Antibot4Navalny, qui surveille et analyse les campagnes de désinformation, a souligné la sophistication de cette ingérence. Selon les données recueillies et rapportées par l'Agence de vérification de Radio France, ces opérations visent à manipuler l'opinion publique et à semer le doute sur la transparence des processus électoraux en Arménie.
Des experts en cybersécurité, comme Marie Dupont, analyste à l'Institut Français des Relations Internationales, affirment que cette situation n'est pas isolée : « La Russie utilise des méthodes variées pour influencer les élections dans plusieurs pays de la région, et l'Arménie ne fait pas exception. »
Le mode opératoire du réseau « Matrôchka » est bien établi, usant de faux comptes et de campagnes de désinformation sur les réseaux sociaux pour altérer la perception des électeurs. La vigilance est donc de mise, car ces tentatives d'influence menacent non seulement le processus électoral, mais aussi la démocratie en général en Arménie.

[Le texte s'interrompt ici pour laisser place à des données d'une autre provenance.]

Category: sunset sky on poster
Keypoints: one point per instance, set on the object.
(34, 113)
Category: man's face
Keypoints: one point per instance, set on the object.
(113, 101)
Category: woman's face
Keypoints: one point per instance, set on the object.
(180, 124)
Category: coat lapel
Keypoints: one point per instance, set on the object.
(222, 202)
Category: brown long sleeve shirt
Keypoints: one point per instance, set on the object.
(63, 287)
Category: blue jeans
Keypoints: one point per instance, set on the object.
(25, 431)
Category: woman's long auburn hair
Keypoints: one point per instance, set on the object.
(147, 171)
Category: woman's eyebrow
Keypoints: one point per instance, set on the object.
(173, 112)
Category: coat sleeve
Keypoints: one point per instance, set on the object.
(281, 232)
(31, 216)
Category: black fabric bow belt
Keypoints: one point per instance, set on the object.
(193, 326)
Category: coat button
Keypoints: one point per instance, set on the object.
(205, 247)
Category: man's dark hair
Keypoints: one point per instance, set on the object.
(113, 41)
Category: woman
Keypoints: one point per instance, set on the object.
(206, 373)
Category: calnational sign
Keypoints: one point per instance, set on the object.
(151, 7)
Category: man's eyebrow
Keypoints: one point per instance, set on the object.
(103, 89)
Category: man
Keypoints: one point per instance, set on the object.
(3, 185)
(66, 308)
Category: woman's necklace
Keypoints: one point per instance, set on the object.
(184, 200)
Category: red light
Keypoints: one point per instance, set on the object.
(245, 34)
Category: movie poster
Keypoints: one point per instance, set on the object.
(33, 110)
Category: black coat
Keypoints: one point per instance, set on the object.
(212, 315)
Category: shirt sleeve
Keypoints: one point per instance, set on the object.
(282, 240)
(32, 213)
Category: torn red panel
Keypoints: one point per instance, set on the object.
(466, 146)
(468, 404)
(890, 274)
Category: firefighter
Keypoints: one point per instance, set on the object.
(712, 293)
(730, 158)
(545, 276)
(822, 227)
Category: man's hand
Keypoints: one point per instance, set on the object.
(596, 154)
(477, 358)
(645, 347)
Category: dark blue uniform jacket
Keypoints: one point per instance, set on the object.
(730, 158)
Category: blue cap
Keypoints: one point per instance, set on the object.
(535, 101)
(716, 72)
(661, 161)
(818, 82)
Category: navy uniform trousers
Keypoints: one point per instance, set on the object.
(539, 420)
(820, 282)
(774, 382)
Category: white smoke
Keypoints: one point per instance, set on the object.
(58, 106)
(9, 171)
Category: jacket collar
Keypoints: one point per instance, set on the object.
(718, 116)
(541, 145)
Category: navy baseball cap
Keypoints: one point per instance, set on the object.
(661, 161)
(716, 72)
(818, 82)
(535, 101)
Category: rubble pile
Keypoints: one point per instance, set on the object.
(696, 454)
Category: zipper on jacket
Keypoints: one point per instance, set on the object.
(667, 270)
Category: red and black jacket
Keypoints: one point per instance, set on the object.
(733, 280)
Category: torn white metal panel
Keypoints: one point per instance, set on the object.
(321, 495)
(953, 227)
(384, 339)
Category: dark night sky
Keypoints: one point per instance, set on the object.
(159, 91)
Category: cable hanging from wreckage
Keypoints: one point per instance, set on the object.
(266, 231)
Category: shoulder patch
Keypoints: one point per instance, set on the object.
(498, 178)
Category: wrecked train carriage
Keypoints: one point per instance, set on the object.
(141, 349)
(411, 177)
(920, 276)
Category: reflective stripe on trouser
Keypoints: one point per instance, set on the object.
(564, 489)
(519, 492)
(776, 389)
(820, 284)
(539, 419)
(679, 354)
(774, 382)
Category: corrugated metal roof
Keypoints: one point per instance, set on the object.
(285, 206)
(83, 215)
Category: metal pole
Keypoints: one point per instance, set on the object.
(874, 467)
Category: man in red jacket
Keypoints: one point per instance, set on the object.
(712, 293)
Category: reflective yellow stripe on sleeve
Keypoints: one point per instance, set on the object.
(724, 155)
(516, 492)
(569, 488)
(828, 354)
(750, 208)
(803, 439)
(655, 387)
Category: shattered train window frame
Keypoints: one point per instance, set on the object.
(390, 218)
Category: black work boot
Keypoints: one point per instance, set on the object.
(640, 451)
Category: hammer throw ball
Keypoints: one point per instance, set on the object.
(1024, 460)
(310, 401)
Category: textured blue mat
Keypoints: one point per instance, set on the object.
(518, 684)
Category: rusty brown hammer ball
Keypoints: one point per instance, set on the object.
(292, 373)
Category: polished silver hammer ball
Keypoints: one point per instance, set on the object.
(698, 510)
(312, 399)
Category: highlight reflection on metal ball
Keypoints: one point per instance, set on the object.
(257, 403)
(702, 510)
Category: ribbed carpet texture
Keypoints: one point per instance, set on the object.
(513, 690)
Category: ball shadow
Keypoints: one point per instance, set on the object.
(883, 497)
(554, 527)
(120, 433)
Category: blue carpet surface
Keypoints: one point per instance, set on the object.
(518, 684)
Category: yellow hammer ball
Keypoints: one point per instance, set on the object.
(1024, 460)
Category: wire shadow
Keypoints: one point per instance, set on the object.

À l'approche des élections, il est crucial pour les autorités arméniennes et les citoyens de rester informés et critiques face à cette montée d'ingérence extérieure. L'intérêt croissant pour la sécurité des élections a également suscité des discussions au sein des cercles politiques sur la nécessité de garanties renforcées contre de telles interférences.